Spricht man mit Siegrist über sein Leben als Profialpinist, spürt man schnell, welcher Ausnahmesportler einem gegenübersitzt. Nicht nur der beeindruckenden Erfolge wegen. Auch menschlich ist der Schweizer eine Rarität. Er ist angenehm bescheiden und sieht sich nicht als Star: „Ich bin kein Held. Es gibt so viele gute Bergsteiger. Ich bin einer unter vielen.“

Das ist natürlich untertrieben. Neben alpinen Erfolgen beeindruckt Siegrist auch regelmäßig durch spektakuläre Projekte auf der Highline oder als Basejumper. Am 15. Juni 2009 steht Siegrist auf dem „Pilz“, einem Felsvorsprung im westlichen Teil der Eigernordwand.

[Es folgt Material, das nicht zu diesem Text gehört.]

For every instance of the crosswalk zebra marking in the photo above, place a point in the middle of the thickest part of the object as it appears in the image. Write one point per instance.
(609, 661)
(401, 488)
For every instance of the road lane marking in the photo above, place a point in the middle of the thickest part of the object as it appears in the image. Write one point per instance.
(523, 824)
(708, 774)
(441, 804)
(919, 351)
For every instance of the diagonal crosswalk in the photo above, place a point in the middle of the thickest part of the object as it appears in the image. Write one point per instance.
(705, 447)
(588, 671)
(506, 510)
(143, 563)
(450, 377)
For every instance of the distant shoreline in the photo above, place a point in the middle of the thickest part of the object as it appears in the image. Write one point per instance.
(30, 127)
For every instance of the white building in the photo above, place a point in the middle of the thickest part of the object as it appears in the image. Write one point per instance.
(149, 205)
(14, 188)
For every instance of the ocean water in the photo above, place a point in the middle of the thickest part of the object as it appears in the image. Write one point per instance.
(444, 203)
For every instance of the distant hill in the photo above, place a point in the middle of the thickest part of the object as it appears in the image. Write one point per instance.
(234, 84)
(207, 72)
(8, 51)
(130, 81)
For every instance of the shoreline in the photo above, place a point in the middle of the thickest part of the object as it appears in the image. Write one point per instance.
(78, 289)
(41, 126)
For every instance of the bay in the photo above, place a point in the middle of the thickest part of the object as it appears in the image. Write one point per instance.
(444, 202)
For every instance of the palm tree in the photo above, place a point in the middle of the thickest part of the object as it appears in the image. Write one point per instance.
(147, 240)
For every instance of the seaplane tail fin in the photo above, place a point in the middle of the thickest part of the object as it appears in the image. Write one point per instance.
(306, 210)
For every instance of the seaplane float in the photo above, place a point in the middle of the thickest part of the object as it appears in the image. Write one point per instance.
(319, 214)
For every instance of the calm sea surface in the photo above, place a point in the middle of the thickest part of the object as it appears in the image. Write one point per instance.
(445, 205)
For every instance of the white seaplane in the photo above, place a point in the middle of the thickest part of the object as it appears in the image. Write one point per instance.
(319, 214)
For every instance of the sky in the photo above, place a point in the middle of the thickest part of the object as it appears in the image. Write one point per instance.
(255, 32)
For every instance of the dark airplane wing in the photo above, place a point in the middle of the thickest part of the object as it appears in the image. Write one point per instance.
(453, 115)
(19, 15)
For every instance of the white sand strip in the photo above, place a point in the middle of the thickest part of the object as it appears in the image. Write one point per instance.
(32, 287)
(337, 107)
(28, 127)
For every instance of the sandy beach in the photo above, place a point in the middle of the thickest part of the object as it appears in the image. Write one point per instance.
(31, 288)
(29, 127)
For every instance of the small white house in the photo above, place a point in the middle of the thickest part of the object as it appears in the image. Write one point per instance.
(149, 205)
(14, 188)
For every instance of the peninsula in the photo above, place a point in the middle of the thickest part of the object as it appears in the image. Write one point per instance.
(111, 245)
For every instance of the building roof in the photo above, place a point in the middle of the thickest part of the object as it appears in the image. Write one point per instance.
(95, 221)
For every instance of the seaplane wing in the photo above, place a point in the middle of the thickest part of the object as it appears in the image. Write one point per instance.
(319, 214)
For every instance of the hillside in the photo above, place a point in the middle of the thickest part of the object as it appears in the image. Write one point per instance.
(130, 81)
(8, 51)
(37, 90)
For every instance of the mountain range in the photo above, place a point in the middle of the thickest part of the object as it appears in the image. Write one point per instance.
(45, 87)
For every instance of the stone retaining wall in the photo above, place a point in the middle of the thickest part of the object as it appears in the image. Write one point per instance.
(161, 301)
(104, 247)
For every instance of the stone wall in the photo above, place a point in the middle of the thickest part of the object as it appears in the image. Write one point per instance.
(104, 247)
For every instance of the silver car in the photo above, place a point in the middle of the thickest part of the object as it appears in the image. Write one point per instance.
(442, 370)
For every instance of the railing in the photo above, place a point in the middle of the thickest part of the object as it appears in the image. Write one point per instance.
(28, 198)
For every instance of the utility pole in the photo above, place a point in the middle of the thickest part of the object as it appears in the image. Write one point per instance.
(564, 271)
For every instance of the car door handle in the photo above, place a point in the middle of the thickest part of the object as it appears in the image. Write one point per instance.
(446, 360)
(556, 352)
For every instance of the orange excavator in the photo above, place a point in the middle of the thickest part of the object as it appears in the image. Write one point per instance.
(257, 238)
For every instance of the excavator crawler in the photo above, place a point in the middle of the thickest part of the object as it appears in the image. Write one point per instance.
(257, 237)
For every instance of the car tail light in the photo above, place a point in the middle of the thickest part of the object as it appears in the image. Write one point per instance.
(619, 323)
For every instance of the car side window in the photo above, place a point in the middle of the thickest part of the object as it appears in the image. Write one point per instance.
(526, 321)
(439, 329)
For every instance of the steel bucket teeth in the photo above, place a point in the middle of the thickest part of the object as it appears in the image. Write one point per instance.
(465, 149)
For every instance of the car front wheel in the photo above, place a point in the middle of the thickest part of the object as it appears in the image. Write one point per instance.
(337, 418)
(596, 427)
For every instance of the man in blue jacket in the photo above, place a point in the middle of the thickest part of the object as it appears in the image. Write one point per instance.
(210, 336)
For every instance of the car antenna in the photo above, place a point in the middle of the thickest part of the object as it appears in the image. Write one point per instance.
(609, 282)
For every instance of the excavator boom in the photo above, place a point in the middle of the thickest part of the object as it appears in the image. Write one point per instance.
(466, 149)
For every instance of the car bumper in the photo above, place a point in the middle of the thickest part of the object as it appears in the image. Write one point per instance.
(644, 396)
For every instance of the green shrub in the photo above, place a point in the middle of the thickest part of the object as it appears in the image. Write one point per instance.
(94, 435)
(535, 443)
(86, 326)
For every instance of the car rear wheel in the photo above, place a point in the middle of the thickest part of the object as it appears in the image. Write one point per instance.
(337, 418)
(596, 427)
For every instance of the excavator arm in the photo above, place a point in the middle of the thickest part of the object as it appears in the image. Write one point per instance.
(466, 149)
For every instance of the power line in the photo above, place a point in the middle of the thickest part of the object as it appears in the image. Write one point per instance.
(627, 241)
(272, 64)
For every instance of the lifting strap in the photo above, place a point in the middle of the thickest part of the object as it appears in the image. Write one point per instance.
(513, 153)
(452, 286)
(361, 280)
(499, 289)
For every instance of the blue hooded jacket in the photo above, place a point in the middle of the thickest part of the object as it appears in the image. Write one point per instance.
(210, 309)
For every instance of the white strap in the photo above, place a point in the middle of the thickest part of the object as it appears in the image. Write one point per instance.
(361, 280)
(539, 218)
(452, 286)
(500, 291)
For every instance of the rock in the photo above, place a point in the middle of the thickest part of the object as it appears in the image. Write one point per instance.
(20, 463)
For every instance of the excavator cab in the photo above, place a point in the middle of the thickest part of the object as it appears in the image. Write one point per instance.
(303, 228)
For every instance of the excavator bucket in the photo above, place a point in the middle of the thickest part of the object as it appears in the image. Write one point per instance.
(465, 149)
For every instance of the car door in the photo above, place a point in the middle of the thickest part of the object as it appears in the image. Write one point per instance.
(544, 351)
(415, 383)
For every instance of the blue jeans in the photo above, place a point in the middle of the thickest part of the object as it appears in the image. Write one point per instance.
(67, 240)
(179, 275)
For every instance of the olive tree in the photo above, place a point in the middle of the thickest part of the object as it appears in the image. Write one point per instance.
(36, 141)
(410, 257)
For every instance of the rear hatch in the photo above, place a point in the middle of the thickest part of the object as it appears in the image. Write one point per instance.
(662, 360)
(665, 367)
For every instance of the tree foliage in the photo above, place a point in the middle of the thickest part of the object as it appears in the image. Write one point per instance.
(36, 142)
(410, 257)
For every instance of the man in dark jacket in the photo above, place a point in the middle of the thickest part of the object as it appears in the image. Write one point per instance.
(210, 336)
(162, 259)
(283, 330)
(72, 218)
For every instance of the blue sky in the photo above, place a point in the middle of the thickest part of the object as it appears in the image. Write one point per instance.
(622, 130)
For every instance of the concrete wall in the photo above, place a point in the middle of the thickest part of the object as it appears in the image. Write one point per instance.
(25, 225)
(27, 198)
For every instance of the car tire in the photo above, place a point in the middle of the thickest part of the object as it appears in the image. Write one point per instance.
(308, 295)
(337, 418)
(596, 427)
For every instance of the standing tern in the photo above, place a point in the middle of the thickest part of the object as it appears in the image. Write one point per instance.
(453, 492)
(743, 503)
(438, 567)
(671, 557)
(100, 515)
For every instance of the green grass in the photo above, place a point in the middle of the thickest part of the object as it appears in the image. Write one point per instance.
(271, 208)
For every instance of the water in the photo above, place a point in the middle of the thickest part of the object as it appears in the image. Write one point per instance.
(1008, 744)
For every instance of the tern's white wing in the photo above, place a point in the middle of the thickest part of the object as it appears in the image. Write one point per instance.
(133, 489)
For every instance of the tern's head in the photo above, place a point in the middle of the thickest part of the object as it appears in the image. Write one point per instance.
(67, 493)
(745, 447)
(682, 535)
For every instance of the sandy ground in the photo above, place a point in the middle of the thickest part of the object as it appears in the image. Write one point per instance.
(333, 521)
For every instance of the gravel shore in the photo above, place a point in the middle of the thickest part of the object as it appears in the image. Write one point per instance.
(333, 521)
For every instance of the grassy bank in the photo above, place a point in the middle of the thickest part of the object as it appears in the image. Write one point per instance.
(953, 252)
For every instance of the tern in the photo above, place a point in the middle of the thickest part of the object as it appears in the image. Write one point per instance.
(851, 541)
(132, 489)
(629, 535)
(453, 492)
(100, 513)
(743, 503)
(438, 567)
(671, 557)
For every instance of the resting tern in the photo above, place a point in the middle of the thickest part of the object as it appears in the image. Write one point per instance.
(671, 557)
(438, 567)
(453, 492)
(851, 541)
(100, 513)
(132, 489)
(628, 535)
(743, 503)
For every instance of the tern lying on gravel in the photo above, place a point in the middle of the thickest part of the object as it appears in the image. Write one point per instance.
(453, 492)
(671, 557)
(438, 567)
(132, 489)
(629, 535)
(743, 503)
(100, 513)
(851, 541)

Als erster Bergsteiger ist Siegrist in freier Kletterei durch die Route „Magic Mushroom“ geklettert. Es folgt ein Basejump – 1000 Meter in die Tiefe.

In Kürze bricht Stephan Siegrist gemeinsam mit David Göttler, Michi Wärthl, Daniel Bartsch und Hansi Mitterer zum 8475 Meter hohen Makalu auf. Auf den Gipfel des fünfthöchsten Berges der Welt wollen die Männer über den Westpfeiler im Alpinstil klettern.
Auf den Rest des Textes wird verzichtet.